Chris Coduto/Icon Sportswire

In these restless, anxious midsummer weeks before the start of training camp and the run-up to another college football season, Nick Saban always seems to become the centerpiece of an increasingly familiar question: How long can he dominate?

After Alabama’s 2015 national championship, Saban’s supremacy once again became the main coaching story of a college football season, but it’s easy to forget just how tenuous his career seemed to be at the start of that 2015 season… and in the months leading up to it.

The advent of the College Football Playoff changed the landscape in a very simple way for Saban and Alabama. Instead of having to win just one postseason contest after the SEC Championship Game, the Tide had to win two. When Saban was outcoached by Urban Meyer in the first-ever round of College Football Playoff semifinals two seasons ago, the question certainly raced across the mind of every pundit: Had Saban’s sweet spot — the Bowl Championship Series — represented his best annual chance to stockpile national titles? Was Alabama’s superiority a thing of the past?

Then came the 2015 season and that early loss — at home — to Ole Miss, the second straight season in which the Crimson Tide could not solve Hugh Freeze’s forces. Alabama — without a national title in 2013 and 2014 — immediately stood on the ledge with no margin for error. The quarterback spot was a question mark. The defense was less than airtight. Plenty of smart commentators — people not inclined to knee-jerk opinion — either wrote new columns questioning the durability of Saban’s reign, or they pointed to previous columns in which they predicted a decline, all because of the difficulty of continuing to feed the beast in college football.

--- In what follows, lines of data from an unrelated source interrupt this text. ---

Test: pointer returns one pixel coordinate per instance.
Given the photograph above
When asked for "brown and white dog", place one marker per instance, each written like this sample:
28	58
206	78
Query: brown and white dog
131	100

The beast: Insatiable appetites married with relentlessly high annual expectations.

Urban Meyer, as great as he is — Saban’s one true peer in terms of present-tense coaching quality — burned out after half a decade at Florida.

Pete Carroll didn’t quite last a full decade at USC. He was a victim of his own negligence, yes, but also outside forces, especially what we can now see (several years later) as the NCAA’s severe overreach. (USC’s waywardness is laughably insignificant compared to what’s been revealed at Penn State, Baylor and even a not-punished program such as Tennessee in recent years.)

Bob Stoops regained his mojo last season at Oklahoma, but the Sooners’ 2015 resurgence was also instructive in that it showed how hard it is to maintain the top-tier excellence Stoops delivered from 2000 through 2008 in Norman. He needed to walk in the wilderness for several seasons before returning to prominence last year.

Prolonged stays on the mountaintop — not just being one of several contenders, but being in the heart of the national championship chase — are rare. Auburn has poked its head into the race every now and then, only to completely recede from view for the next few seasons before making another run at the brass ring. Stanford and Michigan State have begun to entrench themselves at the highest reaches of the sport’s pecking order, but they will both start fresh at the quarterback position this year. The longevity of their excellence will be sorely tested in 2016.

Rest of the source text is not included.